Positive psychology, a branch of psychology focusing on promoting wellbeing, has been instrumental in identifying various simple and effective behaviours which can provide a range of benefits including improved mood, happiness, and life satisfaction.
Whilst many definitions of gratitude exist, there is a common theme indicating a sense of being thankful and appreciative, and of having a sense of wonder (Toepfer, Cichy, & Peters, 2012).
Gratitude is a key behaviour influencing positive psychology.
While studies have found that happy people tend to be grateful people, what is really exciting is the growing evidence that practicing gratitude can also improve our sense of happiness. The relationship between practicing gratitude and increases in wellbeing has been investigated through the use of randomised controlled trials (RCTs). RCTs allow us to measure the benefit of a treatment by comparing groups who complete the treatment to those who do not (control group). RCTs focusing on gratitude have been employed with positive results in a range of demographics, including people experiencing mental health difficulties, university students, and young adults. Examples of benefits gained from gratitude interventions include:
- improved sleep quality;
- increased participation in exercise; and
- improved mood (Emmons & Stern, 2013).
In a recent Australian study (Kerr, O’Donovan, & Pepping, 2015), participants on a wait-list for a psychology clinic kept a gratitude journal for two weeks, indicating on a daily basis up to five things they were grateful for.

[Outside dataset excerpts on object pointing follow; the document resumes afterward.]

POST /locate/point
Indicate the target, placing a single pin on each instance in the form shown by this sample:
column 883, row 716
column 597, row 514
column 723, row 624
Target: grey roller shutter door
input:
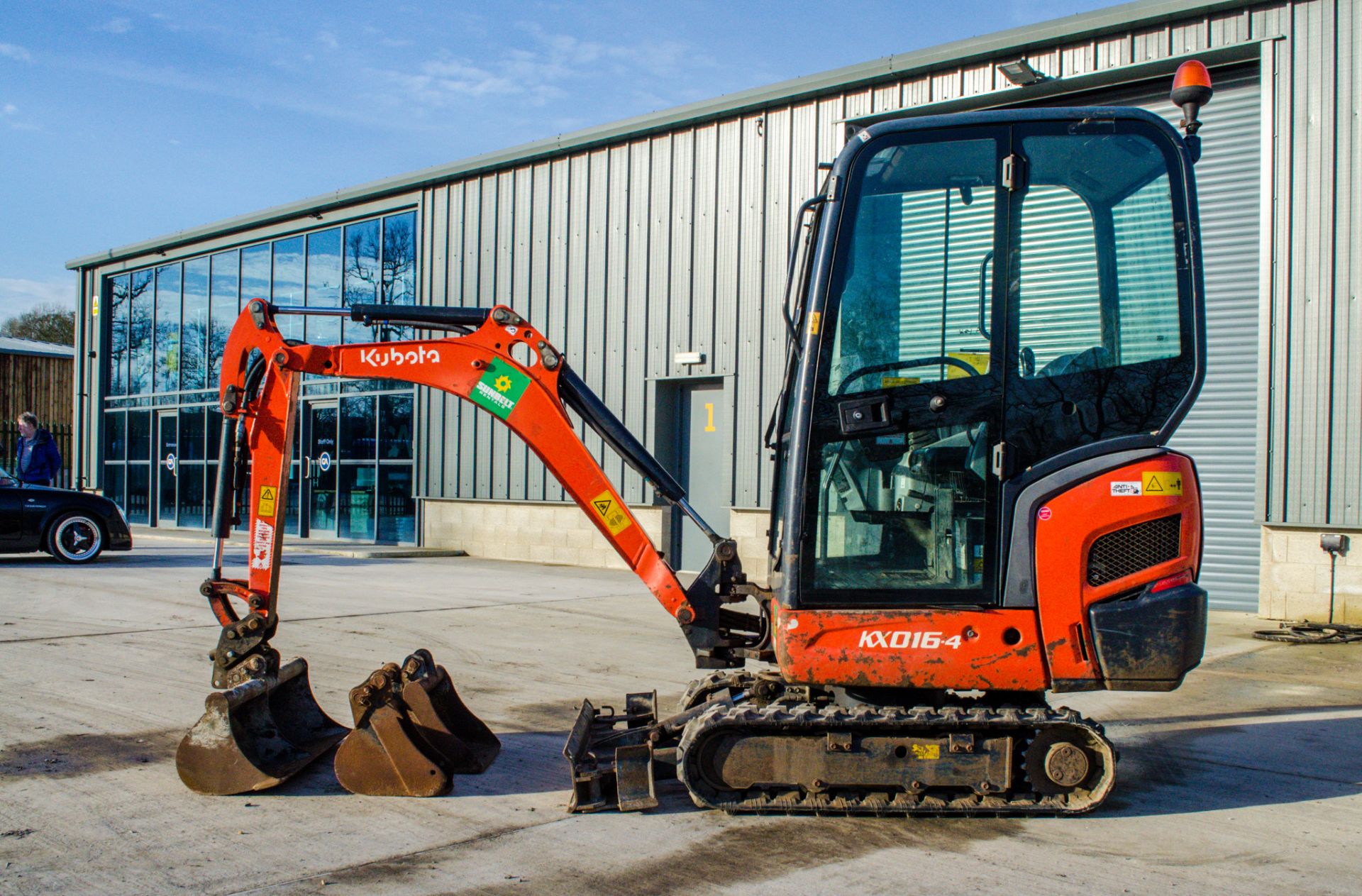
column 1221, row 432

Upon completion participants in the gratitude condition indicated higher life-satisfaction and optimism and reduced anxiety, compared with participants in the control group.
Furthermore, a study involving university students (Toepfer et al., 2011) focused on the use of letter writing to express gratitude towards another person. The researchers found those in the letter writing condition reported increased feelings of happiness and life satisfaction and decreases in depressive symptoms upon completion of the intervention.
How do we practice gratitude?
Some ideas for practicing gratitude include:
- journal five things each day that you are grateful for;
- write a letter to thank someone who has impacted positively on your life. Be specific about what it is you appreciate about them, and send the letter. Alternatively, hand deliver the letter and read it to the recipient;
- be on the look-out for things to say thanks to. For instance, a stranger performing a kind deed, a friend providing a listening ear, receiving fabulous customer service; and
- take a ‘gratitude walk’ and observe your environment with the intent to appreciate the beauty of your surroundings. Examples include spotting a beautiful flower, a rainbow, striking architecture, witnessing acts of kindness amongst others.
We can be grateful for a wide range of things, large and small. Some examples include:
- having positive people in our life;
- the smell of coffee in the morning;
- our senses such as sight and sound; and
- the song of local birds.
Whilst gratitude sounds simple, it can take some effort to develop new behaviours and implement them regularly. Reminders such as setting an alarm on your phone could help in the early days.
It is important to note that whilst gratitude can promote wellbeing, there are also times when we can benefit from professional support to manage life’s challenges. In these situations, GPs are a great starting point and are able to assist with identifying a mental health professional suitable for your needs.